Bendis creates some hilarious Spider-Man lines but delivers on more than just fight banter. The relationship between Peter Parker and Miles Morales is developed through only a few speech bubbles and the threat of Norman Osborn could easily develop here from a rampaging beast to someone who has to think, plot and plan his next moves due to Peter's revival. I, for one, would welcome this as he's been somewhat of a escaping-prison-then-go-all-flaming-meteor character for a while without the mind of his Marvel Universe counterpart.
The balance between action, thought bubble and speech is excellent. Where Bendis has overused thought bubbles in the past, here you get immediate impact from the few he uses and the focus remains on David Marquez's outstanding visuals.

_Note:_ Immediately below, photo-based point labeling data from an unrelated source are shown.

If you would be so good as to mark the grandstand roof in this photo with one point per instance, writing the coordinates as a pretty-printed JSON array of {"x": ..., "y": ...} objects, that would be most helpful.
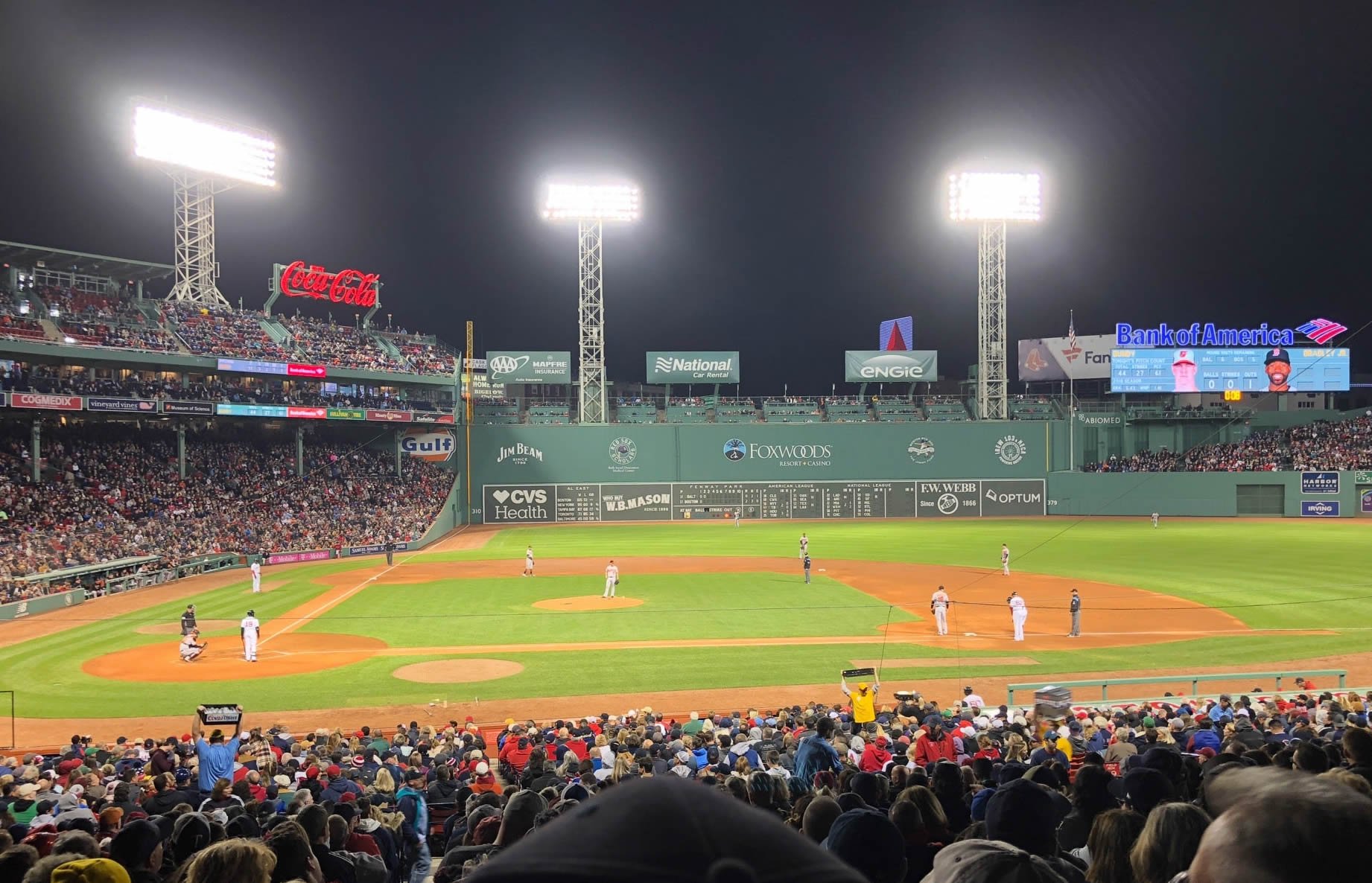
[{"x": 95, "y": 265}]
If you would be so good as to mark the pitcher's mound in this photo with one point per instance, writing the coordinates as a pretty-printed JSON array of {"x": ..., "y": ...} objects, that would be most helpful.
[
  {"x": 457, "y": 671},
  {"x": 588, "y": 602},
  {"x": 174, "y": 628}
]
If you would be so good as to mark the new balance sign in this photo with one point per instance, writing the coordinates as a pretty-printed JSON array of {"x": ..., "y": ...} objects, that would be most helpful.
[
  {"x": 886, "y": 366},
  {"x": 694, "y": 366}
]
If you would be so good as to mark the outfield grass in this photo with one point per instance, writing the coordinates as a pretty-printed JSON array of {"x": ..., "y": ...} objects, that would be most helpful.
[{"x": 1268, "y": 573}]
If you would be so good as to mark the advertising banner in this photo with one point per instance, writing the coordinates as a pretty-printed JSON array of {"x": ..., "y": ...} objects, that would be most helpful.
[
  {"x": 1276, "y": 369},
  {"x": 521, "y": 366},
  {"x": 390, "y": 417},
  {"x": 375, "y": 549},
  {"x": 1319, "y": 483},
  {"x": 1055, "y": 360},
  {"x": 886, "y": 366},
  {"x": 699, "y": 366},
  {"x": 121, "y": 407},
  {"x": 314, "y": 554},
  {"x": 50, "y": 402},
  {"x": 200, "y": 409}
]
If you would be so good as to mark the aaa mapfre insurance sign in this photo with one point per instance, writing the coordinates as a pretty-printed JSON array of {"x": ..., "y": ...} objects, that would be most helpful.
[
  {"x": 350, "y": 287},
  {"x": 435, "y": 446},
  {"x": 51, "y": 402}
]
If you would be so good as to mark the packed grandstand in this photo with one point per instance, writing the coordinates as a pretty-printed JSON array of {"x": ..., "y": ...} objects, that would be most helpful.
[{"x": 884, "y": 794}]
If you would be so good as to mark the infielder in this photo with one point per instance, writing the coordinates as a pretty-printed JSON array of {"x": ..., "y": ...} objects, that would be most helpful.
[
  {"x": 249, "y": 630},
  {"x": 191, "y": 649},
  {"x": 1018, "y": 613},
  {"x": 939, "y": 604},
  {"x": 611, "y": 579}
]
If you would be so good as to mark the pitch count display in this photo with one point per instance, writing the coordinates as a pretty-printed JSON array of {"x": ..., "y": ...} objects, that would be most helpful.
[{"x": 1272, "y": 369}]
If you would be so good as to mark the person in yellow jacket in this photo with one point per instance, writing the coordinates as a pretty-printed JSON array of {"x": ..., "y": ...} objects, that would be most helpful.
[{"x": 865, "y": 702}]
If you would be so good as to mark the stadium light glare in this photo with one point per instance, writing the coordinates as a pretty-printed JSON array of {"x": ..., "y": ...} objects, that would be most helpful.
[
  {"x": 591, "y": 202},
  {"x": 994, "y": 197},
  {"x": 174, "y": 138}
]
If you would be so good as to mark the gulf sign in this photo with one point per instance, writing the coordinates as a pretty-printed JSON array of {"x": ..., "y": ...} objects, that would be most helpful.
[{"x": 435, "y": 446}]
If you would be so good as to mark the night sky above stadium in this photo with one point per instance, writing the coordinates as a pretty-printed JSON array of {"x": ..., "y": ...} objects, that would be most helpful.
[{"x": 1207, "y": 165}]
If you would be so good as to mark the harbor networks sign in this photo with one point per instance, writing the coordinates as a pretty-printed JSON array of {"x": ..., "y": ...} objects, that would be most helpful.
[
  {"x": 781, "y": 454},
  {"x": 891, "y": 366},
  {"x": 693, "y": 366}
]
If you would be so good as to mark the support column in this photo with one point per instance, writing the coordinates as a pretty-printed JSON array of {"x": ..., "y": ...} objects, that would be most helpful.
[{"x": 36, "y": 449}]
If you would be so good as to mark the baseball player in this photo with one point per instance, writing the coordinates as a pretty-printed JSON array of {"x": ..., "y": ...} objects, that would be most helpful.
[
  {"x": 191, "y": 648},
  {"x": 939, "y": 604},
  {"x": 249, "y": 630},
  {"x": 611, "y": 579},
  {"x": 1018, "y": 613}
]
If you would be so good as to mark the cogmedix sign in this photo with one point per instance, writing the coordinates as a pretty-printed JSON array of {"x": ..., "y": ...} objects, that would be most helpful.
[
  {"x": 521, "y": 366},
  {"x": 697, "y": 366},
  {"x": 891, "y": 365}
]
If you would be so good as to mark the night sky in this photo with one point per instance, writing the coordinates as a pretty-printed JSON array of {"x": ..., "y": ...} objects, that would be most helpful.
[{"x": 1204, "y": 162}]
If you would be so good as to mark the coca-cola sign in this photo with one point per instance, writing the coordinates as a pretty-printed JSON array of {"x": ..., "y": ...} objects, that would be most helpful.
[{"x": 349, "y": 287}]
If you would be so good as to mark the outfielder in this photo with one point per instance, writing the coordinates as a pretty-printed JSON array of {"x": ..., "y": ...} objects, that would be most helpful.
[
  {"x": 1018, "y": 613},
  {"x": 611, "y": 579},
  {"x": 939, "y": 604},
  {"x": 249, "y": 630}
]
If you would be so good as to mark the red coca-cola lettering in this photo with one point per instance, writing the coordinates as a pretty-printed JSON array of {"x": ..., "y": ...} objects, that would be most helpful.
[{"x": 314, "y": 281}]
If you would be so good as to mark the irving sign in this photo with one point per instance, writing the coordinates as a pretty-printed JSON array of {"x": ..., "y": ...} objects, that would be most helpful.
[
  {"x": 696, "y": 366},
  {"x": 891, "y": 366}
]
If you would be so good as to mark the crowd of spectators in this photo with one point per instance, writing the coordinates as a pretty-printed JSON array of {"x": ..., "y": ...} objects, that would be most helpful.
[
  {"x": 114, "y": 491},
  {"x": 1205, "y": 788},
  {"x": 327, "y": 343},
  {"x": 221, "y": 331}
]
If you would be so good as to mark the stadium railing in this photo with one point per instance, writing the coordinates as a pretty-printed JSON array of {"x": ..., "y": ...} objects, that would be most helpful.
[{"x": 1195, "y": 680}]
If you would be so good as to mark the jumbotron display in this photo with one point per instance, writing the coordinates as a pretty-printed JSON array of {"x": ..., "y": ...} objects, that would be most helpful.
[
  {"x": 694, "y": 501},
  {"x": 1272, "y": 369}
]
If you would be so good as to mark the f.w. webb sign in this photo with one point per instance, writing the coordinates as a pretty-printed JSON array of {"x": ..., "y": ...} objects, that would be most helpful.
[{"x": 697, "y": 366}]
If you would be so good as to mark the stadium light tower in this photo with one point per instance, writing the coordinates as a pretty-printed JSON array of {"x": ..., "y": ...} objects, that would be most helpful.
[
  {"x": 591, "y": 206},
  {"x": 203, "y": 156},
  {"x": 992, "y": 199}
]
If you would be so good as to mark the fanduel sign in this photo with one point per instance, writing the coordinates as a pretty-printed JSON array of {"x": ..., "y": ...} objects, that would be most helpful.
[
  {"x": 694, "y": 366},
  {"x": 886, "y": 366}
]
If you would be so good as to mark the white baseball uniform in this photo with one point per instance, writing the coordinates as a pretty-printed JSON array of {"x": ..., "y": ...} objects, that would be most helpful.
[
  {"x": 250, "y": 628},
  {"x": 940, "y": 605},
  {"x": 1018, "y": 613}
]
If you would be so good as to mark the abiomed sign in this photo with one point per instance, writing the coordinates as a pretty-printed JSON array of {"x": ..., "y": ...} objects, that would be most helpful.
[
  {"x": 891, "y": 366},
  {"x": 519, "y": 366},
  {"x": 693, "y": 366}
]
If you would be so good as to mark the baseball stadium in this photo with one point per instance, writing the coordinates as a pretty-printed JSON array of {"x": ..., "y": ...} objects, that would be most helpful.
[{"x": 287, "y": 581}]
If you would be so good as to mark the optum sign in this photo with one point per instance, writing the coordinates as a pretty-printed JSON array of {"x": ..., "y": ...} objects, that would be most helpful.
[{"x": 891, "y": 366}]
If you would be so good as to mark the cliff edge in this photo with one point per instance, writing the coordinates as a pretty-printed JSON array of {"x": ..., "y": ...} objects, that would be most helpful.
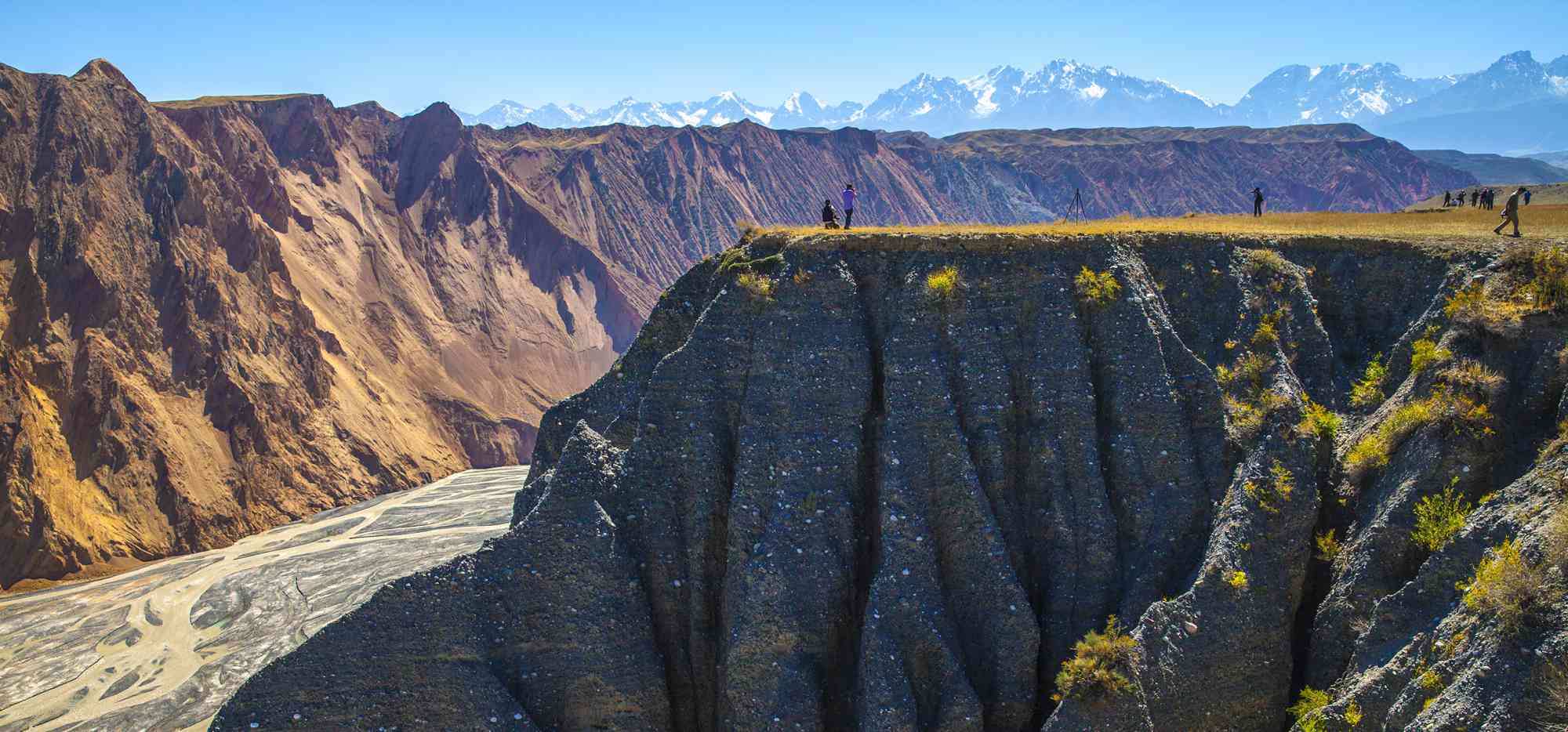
[{"x": 907, "y": 482}]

All these great things mean I great rating, but I have to take my overarching issues with Peter and Norman's return into account. Even the conclusion draws Aunt May back into the series proper. All this steals away from Miles Morales. I know Peter wont last and there's a switch in focus at #6, but we only get four pages devoted to Miles' story and that's with Katie Bishop (a fresh and natural move to have her spread the burden, unlike MJ).
Speaking of opening scene, this is first time where I've questioned Marquez's work. Some of his outer inked lines are way too thick, almost making Katie's sister look like an actual mistake was made, especially when she and the other characters are so well defined and consistently drawn in the rest of the book.
And I do mean the every other panel in the rest of the book. It is a feast for the eyes and everything makes sense. The mood is right, the power and ferocity is there and the shot of Peter Parker/Spider-Man arriving is both typical in stance but original in quality and detail. Marry this with the reaction shots of the supporting cast and you have a perfect page!
A great, pacy fight but I'm not sold on the direction of this arc yet.